Sudan's foreign minister has said his country's government is facing a "crisis" of disagreement over cooperation with the International Criminal Court (ICC) whose prosecutor wants to arrest the country's president.
"There is a crisis in the government, there is a very serious debate," Deng Alor told journalists after meeting his Dutch counterpart Maxime Verhagen in The Hague.
"We hope we will reach a consensus before any further move is made by the ICC," the minister said.
The majority National Congress Party of Sudanese President Omar al-Bashir was against co-operation with the ICC while his own Sudan People's Liberation Movement was in favor, added Alor.
"The discussion is still on ... there is not much time left" before the judges of the ICC decide whether or not to issue an arrest warrant for the president.
This was expected to happen by mid-October, the minister said, adding that an indictment of Bashir could "affect" peace agreements in the country and cause further instability.
Alor said peace efforts in Sudan's war-ravaged Darfur region and a peace agreement that ended more than two decades of conflict in the country's south -- Africa's longest civil war -- could unravel if the court orders al-Bashir's arrest.

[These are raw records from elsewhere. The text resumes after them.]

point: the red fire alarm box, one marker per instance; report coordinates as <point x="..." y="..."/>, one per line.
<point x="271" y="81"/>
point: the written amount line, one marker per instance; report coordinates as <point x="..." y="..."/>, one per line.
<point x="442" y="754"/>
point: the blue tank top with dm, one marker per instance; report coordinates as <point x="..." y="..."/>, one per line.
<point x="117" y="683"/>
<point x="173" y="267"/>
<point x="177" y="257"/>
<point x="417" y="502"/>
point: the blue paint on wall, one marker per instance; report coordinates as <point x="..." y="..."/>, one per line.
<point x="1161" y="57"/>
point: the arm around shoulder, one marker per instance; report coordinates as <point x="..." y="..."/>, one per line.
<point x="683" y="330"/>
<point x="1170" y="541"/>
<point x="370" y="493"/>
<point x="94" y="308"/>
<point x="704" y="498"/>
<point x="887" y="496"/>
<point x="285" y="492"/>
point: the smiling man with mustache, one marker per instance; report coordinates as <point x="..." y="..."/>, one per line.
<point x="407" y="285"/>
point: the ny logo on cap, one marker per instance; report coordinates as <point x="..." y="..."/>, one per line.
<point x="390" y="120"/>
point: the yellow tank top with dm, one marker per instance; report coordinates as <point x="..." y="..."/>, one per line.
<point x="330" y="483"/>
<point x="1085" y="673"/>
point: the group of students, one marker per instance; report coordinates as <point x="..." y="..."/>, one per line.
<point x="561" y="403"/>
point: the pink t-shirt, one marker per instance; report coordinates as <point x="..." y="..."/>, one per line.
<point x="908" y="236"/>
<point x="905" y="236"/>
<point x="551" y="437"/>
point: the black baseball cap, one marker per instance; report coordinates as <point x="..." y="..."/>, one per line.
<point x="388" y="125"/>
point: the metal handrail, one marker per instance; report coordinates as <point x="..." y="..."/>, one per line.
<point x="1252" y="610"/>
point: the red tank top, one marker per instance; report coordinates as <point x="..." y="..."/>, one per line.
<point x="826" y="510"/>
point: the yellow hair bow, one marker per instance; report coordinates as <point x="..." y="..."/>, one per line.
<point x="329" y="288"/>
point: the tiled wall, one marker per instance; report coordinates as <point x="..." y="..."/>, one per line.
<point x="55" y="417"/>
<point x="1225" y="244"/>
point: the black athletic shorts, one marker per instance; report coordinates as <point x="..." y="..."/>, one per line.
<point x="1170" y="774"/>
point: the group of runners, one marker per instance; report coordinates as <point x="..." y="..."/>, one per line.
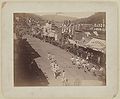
<point x="85" y="65"/>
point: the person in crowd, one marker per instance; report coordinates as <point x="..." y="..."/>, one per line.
<point x="49" y="56"/>
<point x="78" y="62"/>
<point x="53" y="58"/>
<point x="73" y="60"/>
<point x="101" y="70"/>
<point x="64" y="79"/>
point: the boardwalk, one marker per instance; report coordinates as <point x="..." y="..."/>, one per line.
<point x="74" y="75"/>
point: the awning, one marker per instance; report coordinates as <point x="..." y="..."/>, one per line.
<point x="97" y="44"/>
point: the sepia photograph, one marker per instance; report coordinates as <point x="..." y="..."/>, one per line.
<point x="59" y="49"/>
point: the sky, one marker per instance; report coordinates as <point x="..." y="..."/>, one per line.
<point x="71" y="14"/>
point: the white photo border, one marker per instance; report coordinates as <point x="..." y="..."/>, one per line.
<point x="72" y="91"/>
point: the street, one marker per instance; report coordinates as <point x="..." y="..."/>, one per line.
<point x="74" y="75"/>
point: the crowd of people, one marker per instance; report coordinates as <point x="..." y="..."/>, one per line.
<point x="82" y="58"/>
<point x="86" y="66"/>
<point x="57" y="71"/>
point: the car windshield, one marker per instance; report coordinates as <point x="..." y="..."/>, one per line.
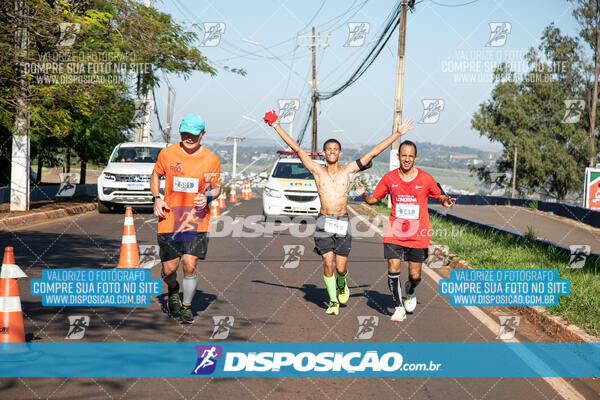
<point x="136" y="154"/>
<point x="288" y="170"/>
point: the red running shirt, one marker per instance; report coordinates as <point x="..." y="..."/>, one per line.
<point x="409" y="219"/>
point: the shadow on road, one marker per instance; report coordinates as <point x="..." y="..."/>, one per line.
<point x="311" y="292"/>
<point x="200" y="302"/>
<point x="379" y="301"/>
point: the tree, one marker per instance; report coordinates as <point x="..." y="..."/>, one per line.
<point x="588" y="15"/>
<point x="528" y="113"/>
<point x="132" y="42"/>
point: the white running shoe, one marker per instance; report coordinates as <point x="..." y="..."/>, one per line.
<point x="399" y="314"/>
<point x="411" y="300"/>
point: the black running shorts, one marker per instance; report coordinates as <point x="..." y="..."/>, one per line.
<point x="174" y="245"/>
<point x="327" y="241"/>
<point x="391" y="251"/>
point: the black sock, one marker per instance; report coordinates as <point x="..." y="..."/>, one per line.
<point x="412" y="284"/>
<point x="171" y="281"/>
<point x="394" y="285"/>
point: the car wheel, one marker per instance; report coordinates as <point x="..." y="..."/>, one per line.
<point x="103" y="207"/>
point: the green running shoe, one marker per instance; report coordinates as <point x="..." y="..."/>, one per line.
<point x="343" y="294"/>
<point x="186" y="315"/>
<point x="334" y="308"/>
<point x="174" y="302"/>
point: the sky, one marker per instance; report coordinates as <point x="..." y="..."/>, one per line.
<point x="449" y="56"/>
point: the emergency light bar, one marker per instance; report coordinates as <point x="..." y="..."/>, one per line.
<point x="293" y="153"/>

ICC prosecutor Luis Moreno-Ocampo asked the court in July for an arrest warrant for Bashir on charges of genocide, war crimes and crimes against humanity in the country's western Darfur region.
The U.N. says up to 300,000 people have died and more than 2.2 million fled their homes since war in Darfur erupted in February 2003. Sudan puts the death toll at 10,000.
The ICC, charged by the UN Security Council in March to probe the Darfur conflict, has already issued warrants for the arrest of Sudan's humanitarian affairs minister Ahmed Haroun and militia chief Ali Kosheib.
Bashir has consistently refused to hand them over to the court.